The Bavarian assassins were decorated by the Kaiser, for their crimes, with the Iron Cross. The French Government at my request granted to M. Benoit the Cross of the Legion of Honour, and a few days later I presented it to him with my own hands.

Those are the principles with which, on one side and the other, we began the war, and these two incidents, taken at random from a hundred of the same kind, seem to me to show accurately the difference between the two methods, the difference between the Civilization on which Thomas Mann heaps his contempt, jeering at its “reason, its gentleness, and its emancipation,” and the Kultur which, according to him, is “above morality, reason, and science,” the Kultur which he hails as “die Subliemerung des Dämonischen.”


Have these principles been modified? Those of the Germans, no; our own, yes. The Germans have systematically continued the practical application of their gentlemanly instincts. After the crimes of Lorraine and Belgium came the unpardonable outrage of the Lusitania, followed by others so numerous and so varied that I must give up the idea of finding room for them in this letter; a whole volume would not be long enough to give a full list of them.

If the principles of the Boches have remained the same and have incited them every day to the commission of fresh outrages, ours—I say it frankly—have changed.

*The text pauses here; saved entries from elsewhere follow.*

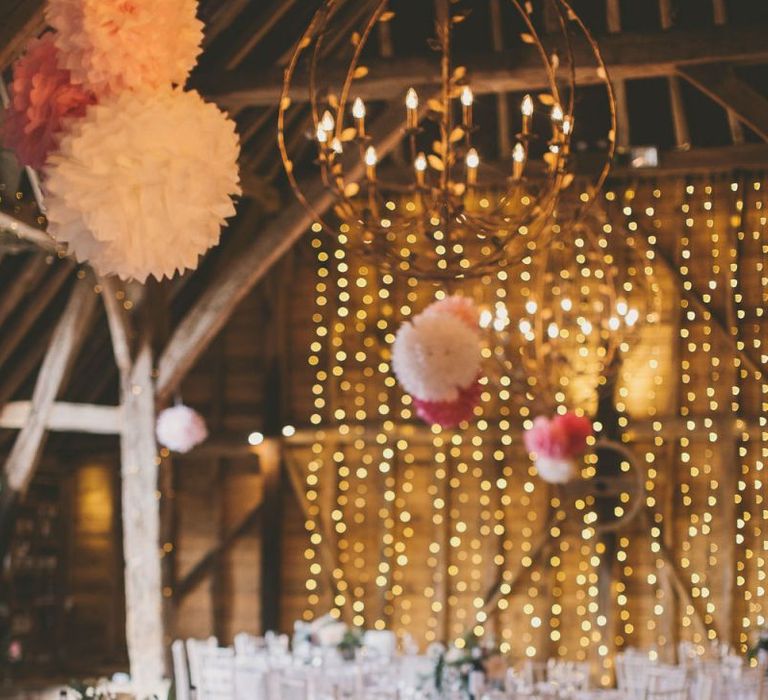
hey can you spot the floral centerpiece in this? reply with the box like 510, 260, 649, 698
292, 614, 362, 661
432, 633, 503, 695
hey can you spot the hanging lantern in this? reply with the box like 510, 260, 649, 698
278, 0, 616, 280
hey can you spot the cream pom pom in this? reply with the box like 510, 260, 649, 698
43, 89, 241, 282
156, 405, 208, 454
46, 0, 203, 95
392, 311, 481, 402
533, 456, 578, 485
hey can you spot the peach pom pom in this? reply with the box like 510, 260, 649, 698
46, 0, 203, 95
424, 295, 480, 329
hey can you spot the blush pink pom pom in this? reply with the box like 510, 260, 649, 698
524, 412, 593, 460
424, 295, 479, 329
2, 33, 95, 169
413, 379, 482, 429
156, 405, 208, 454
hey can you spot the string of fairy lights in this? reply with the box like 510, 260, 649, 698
296, 175, 768, 671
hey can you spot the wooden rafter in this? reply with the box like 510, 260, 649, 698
678, 62, 768, 142
0, 3, 44, 70
0, 262, 74, 371
3, 275, 98, 494
0, 401, 120, 434
198, 26, 768, 110
155, 93, 432, 404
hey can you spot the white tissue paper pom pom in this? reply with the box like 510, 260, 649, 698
156, 405, 208, 454
534, 456, 578, 484
392, 311, 481, 402
43, 88, 241, 282
46, 0, 203, 95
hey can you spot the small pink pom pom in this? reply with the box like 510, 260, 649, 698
2, 33, 95, 169
413, 379, 482, 429
424, 295, 479, 329
156, 404, 208, 454
524, 412, 592, 460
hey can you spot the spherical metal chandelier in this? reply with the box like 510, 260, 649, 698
278, 0, 616, 280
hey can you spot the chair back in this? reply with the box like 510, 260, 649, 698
197, 646, 235, 700
172, 640, 192, 700
234, 654, 267, 700
186, 637, 219, 693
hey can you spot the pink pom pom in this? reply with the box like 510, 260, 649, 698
524, 412, 592, 460
413, 379, 482, 429
156, 404, 208, 454
424, 295, 479, 329
552, 412, 593, 458
2, 33, 95, 169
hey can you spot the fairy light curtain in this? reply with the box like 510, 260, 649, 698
286, 174, 767, 684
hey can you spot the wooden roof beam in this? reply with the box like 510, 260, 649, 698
3, 275, 98, 495
678, 62, 768, 142
198, 26, 768, 110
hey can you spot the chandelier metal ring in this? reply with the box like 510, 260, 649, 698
278, 0, 617, 280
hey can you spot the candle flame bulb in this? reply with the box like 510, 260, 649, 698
551, 103, 564, 122
512, 142, 526, 180
415, 152, 427, 186
521, 94, 534, 117
461, 86, 474, 107
331, 138, 343, 154
316, 123, 328, 144
352, 98, 366, 120
320, 110, 335, 133
405, 88, 419, 129
365, 146, 378, 167
521, 94, 534, 137
466, 147, 479, 185
562, 116, 573, 136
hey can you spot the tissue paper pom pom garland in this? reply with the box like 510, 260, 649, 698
44, 88, 241, 282
46, 0, 203, 95
2, 33, 95, 169
524, 412, 593, 484
392, 307, 482, 403
413, 379, 482, 429
156, 404, 208, 454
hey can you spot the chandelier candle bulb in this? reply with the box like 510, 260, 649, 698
461, 86, 474, 129
466, 148, 480, 185
521, 94, 534, 136
512, 142, 526, 181
365, 145, 378, 180
405, 88, 419, 130
352, 97, 366, 137
414, 152, 427, 186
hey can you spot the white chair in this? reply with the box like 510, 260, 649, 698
616, 650, 657, 699
234, 632, 264, 656
646, 690, 689, 700
186, 637, 219, 695
172, 640, 192, 700
234, 655, 267, 700
197, 646, 236, 700
278, 676, 309, 700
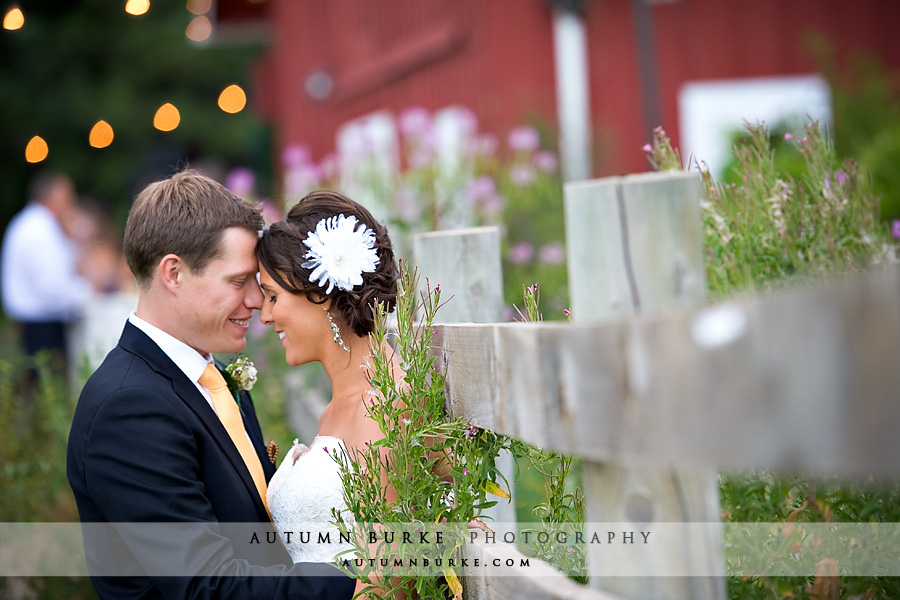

We want three things—to-day reprisals of defence—to-morrow compensations—finally, to save the future, punishment.

Reprisals? Most certainly. There are two kinds of reprisals, those of vengeance and those of defence. The first I reject; the second I demand. I should be proud if French soldiers and their brothers-in-arms kept their hands clean when they penetrate into Germany. I swear that no violence could have stained them if the Boches had not been piling up provocations for months and months. In any case I am quite sure that if, contrary to my hopes, they were to give way to these provocations, our dear soldiers would never commit a tenth part of the acts of violence which have been suffered by our unhappy populations; they would dismiss with horror the idea of setting fire to ambulances, or of massacring old men and women and children.

But there are reprisals of defence. These I hope for, and our Nations demand them. We have got to defend our soldiers and our civilians. To reply, in the trenches, to grenades with oranges, to gases which kill with gases which make the eyes smart, to liquid fire with cold water, would not only be idiotic, it would be criminal. In battle, an eye for an eye, a tooth for a tooth. Abel must fight with the same weapons as Cain. However varied the forms of human folly may be, I imagine that no one will dispute this necessity. If, however, any soft-hearted philanthropists raise a protest and entreat us not to answer gas by gas and fire by fire, it would be easy to form a few gangs of them and place them in the front-line trenches, with instructions, when asphyxiating gases of the enemy arrive, to disperse the clouds by blowing upon them, and to put out the flames of the liquid fire with their gentle tears.

We have also got to defend civilians. Intoxicated by their philosophers the Boches can only understand the arguments of force. They laugh ponderously at our protests in the name of right. Blows are the only things that they can feel. We ought thoroughly to convince them that every time that one of our open towns is bombarded by cannon, by Zeppelin, or by aeroplanes, one of our aeroplanes, while we are waiting for something better, will bombard one of theirs. An excellent effect was produced by the operations at Carlsruhe and Stuttgart. Let us equip hundreds of aeroplanes for purposes of bombardment, and let each outrage of the Boches on our towns be followed by an immediate riposte, frankly announced in the newspapers to the whole world. Is that cruelty? I would accept that reproach from no one. I have immense pity in my heart—pity for our children and our women who are the victims of German assassins, pity for our children and our women whom it is our duty to protect, and whom we can protect in this way only! That, I repeat, is not a reprisal of vengeance, but a reprisal of defence. The people who protest against the use of such means ought not to remain far from the danger zone. Let them go—not alone, that would be too easy, but with their family, their old mothers, their wives, their children—let them go and take up their abode in the open towns which serve most often as targets, to Reims, to Pont-à-Mousson, to Nancy, to Dunkerque; let them go and live there in the houses of the poor, which are crushed like walnuts by big shells and split from top to bottom by Zeppelin bombs, or else let them take a berth for a few months on a transatlantic steamer; when they have been there long enough, when they have observed at close quarters the acts of the Boches, when they have seen some loved one fall by their side, when they have felt on their own brow the wind of a Camarde, then, if they still demand that the Allies should not engage in reprisals of defence, their advice, though it may not be wise, will at least be worthy of respect. In the meantime, in the name of the women and children already assassinated, and that the list of these pitiable victims may not be lengthened, those people had better be silent who, from the asylum of their safe and comfortable homes, invite us to reply to crime by diplomatic notes or by prayers, and to counter actions that kill with words that lull to sleep!

I said that from to-day our wish is for reprisals of defence, and that to-morrow we shall want compensation and punishment.